On the first day of an oversight visit to the site of the Jagersfontein mine dam disaster in the Free State, the Select Committee on Land Reform, Environment, Mineral Resources and Energy expressed its concern about the Department of Mineral Resources and Energy’s response to a court judgement relating to who is responsible for maintaining mining-related land and property. A dam at the site of a former mine burst recently, with tragic consequences for the people living in the area.
The select committee made these comments during a joint committee meeting with the Select Committee on Land Reform, Environment, Mineral Resources and Energy and the Free State Legislature.

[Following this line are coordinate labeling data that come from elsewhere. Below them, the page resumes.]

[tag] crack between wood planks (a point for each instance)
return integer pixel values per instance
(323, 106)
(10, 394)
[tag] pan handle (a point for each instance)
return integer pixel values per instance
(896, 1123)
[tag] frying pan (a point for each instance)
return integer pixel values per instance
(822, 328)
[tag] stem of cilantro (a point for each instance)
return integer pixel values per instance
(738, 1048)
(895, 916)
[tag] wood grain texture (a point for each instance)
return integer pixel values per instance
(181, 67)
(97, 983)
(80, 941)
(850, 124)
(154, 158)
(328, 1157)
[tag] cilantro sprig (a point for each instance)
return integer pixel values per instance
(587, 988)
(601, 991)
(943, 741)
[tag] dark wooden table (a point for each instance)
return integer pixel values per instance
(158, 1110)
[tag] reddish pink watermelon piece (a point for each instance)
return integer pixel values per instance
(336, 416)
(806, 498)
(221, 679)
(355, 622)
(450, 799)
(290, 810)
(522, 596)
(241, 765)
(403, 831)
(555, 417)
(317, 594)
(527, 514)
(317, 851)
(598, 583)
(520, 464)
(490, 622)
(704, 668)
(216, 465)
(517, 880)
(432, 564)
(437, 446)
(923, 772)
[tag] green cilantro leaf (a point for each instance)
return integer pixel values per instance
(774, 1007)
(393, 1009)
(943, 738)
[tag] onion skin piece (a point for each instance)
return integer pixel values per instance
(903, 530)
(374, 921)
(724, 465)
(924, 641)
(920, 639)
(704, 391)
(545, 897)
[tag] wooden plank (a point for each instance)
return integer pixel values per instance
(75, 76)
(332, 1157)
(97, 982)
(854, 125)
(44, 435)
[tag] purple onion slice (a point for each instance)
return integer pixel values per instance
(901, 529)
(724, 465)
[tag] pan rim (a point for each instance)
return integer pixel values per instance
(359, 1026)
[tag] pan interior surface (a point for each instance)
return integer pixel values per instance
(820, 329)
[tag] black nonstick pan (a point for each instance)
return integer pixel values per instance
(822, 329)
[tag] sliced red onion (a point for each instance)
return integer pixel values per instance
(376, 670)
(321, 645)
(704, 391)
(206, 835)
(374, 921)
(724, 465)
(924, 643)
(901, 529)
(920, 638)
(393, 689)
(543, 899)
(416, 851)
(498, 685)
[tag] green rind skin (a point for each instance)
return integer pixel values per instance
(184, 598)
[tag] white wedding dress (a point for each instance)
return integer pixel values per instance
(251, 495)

In her opening remarks, the committee Chairperson, Ms Tebogo Modise, said: “We are here to get answers. We are here because of the tragedy. Lives were lost and people are traumatised. We are here to get information on what happened and the role government is playing in assisting the affected community.”
During the oversight visit, the Select Committee on Land Reform, Environment, Mineral Resources and Energy also met with the Department of Mineral Resources and Energy (DMRE) and the Department of Forestry, Fisheries and the Environment. The DMRE said that according to their records, De Beers was the last mining company to have control over the area. The Regional Manager of Mineral Regulation Ms Kalipa Kewuti explained that there is currently a company onsite working on the surface of the area processing waste material from mining operations in the 1970s.
The DMRE said a company called Ataqua Mining applied for prospecting rights to work the diamond tailing/surface dumps in the same area where De Beers now has a lapsed right. The DMRE accepted Ataqua’s application, but De Beers took the department to court to set aside the prospecting right on the grounds that the tailings/surface dumps in question were created by De Beers during the course of mining over the years and that De Beers is the owner of any minerals found in the tailings/surface dumps in question.
The Mineral and Petroleum Resources Development Act (MPRDA) 2002 does not apply to tailings/surface dumps and the dumps in question are not subject to control by the MPRDA, which made the state the custodian of all minerals in South Africa.
DMRE informed the committee that as a result of the court judgement, the department would only be able to regulate mine dumps if the current legislation is amended. Currently, mine dumps are the private property of the mining company that created them.
A committee member, Mr Jomo Nyambi, queried why the DMRE never challenged the court ruling, as the matter relates directly to mining. Now, 15 years later, this disaster requires government intervention but who is responsible for the mine dump is unclear.